Thousands of different types of nuclear reactors

Many different types of nuclear reactors can be envisaged. How many exactly ?

The enormous difficulty of choosing a proper path for reactor development is easily seen by estimating the number of conceivable reactor types. With 3 fissionable fuels (U235, Pu239, U233), 2 fertile materials (Th232 and U238), 3 neutron energy ranges (slow=thermal medium=epithermal or fast), at least 6 coolant types (light water, heavy water, CO2, molten sodium, helium, molten lead, air), 6 moderators (light water, heavy water, graphite, beryllium, beryllium oxide, or none), 2 general categories of geometrical arrangement of the fuel (heterogeneous and homogeneous), and at least two different fundamental designs (one main pressure vessel with fuel rods, or numerous pressure tubes) and four ways to integrate the heat exchanger (inside or outside the pressure vessel, direct cycle for gas-cooling or with intermediate heat exchanger for liquid coolants), not to speak about the various options available for heat extraction, choice of turbines, thermodynamic cycles and secundary circuits... there are thousands of possible combinations! (3 x 2 x 3 x 6 x 6 x 2 x 2 x 4 = 10 368).

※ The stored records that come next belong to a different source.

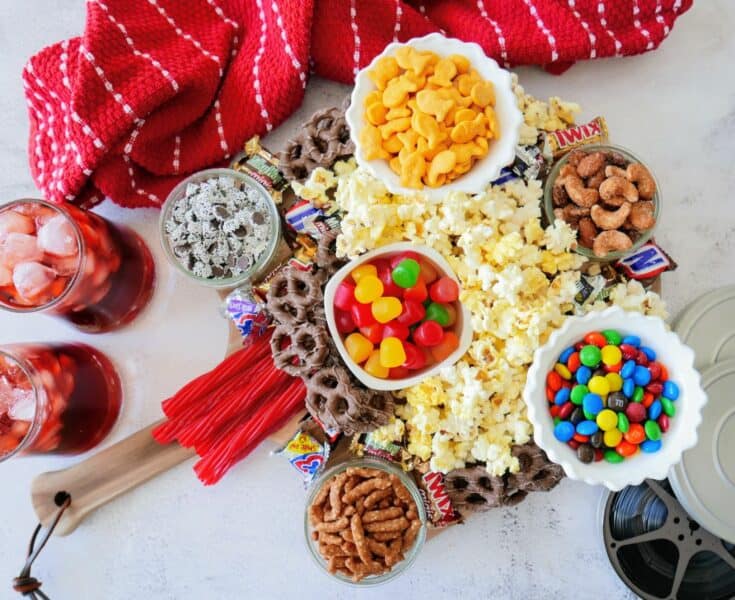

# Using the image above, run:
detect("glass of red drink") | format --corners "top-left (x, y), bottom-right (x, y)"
top-left (0, 200), bottom-right (155, 333)
top-left (0, 343), bottom-right (122, 462)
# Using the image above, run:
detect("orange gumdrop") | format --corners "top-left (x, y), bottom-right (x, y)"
top-left (431, 331), bottom-right (459, 362)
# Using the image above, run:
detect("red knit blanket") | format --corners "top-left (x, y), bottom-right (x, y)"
top-left (23, 0), bottom-right (692, 206)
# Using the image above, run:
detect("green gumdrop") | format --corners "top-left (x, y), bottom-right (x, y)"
top-left (579, 344), bottom-right (602, 369)
top-left (571, 383), bottom-right (590, 406)
top-left (424, 302), bottom-right (449, 327)
top-left (604, 450), bottom-right (625, 464)
top-left (390, 258), bottom-right (421, 289)
top-left (602, 329), bottom-right (623, 346)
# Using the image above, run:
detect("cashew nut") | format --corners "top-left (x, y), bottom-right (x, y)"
top-left (626, 163), bottom-right (656, 200)
top-left (578, 217), bottom-right (597, 248)
top-left (604, 176), bottom-right (638, 202)
top-left (602, 196), bottom-right (628, 208)
top-left (587, 169), bottom-right (605, 189)
top-left (628, 200), bottom-right (656, 231)
top-left (590, 202), bottom-right (630, 230)
top-left (605, 165), bottom-right (628, 178)
top-left (592, 229), bottom-right (633, 257)
top-left (577, 152), bottom-right (605, 177)
top-left (564, 175), bottom-right (600, 208)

Of course not all of these reactor types are sensible; for example a fast sodium reactor could not be cooled with water which would slow down the neutrons and also for safety reasons because the presence of sodium is not compatible with water inside the same reactor. Similarly, direct cycle reactor (without secundary circuit) can be envisaged only with a gas, i.e. CO2 or helium (and not liquids such as water, molten sodium or molten lead) as a coolant... Even so, there are probably at least hundreds of combinations of reactor types which are not obviously unfeasible.

 

A group of international experts from the most advanced nuclear countries (France, US, Japan, Switzerland, India, China...) forming the GENERATION IV nuclear forum, has retained six concepts of innovating nuclear reactors that seem to be most promising, to be tested by 2030, among these thousands of different combinations.

Source : EFN / inspired by a passage from : "Nuclear Power Reactors", Edited by James K. Pickard (1957), as part of "The Geneva Series on The Peaceful Uses of Atomic Energy" (page 25).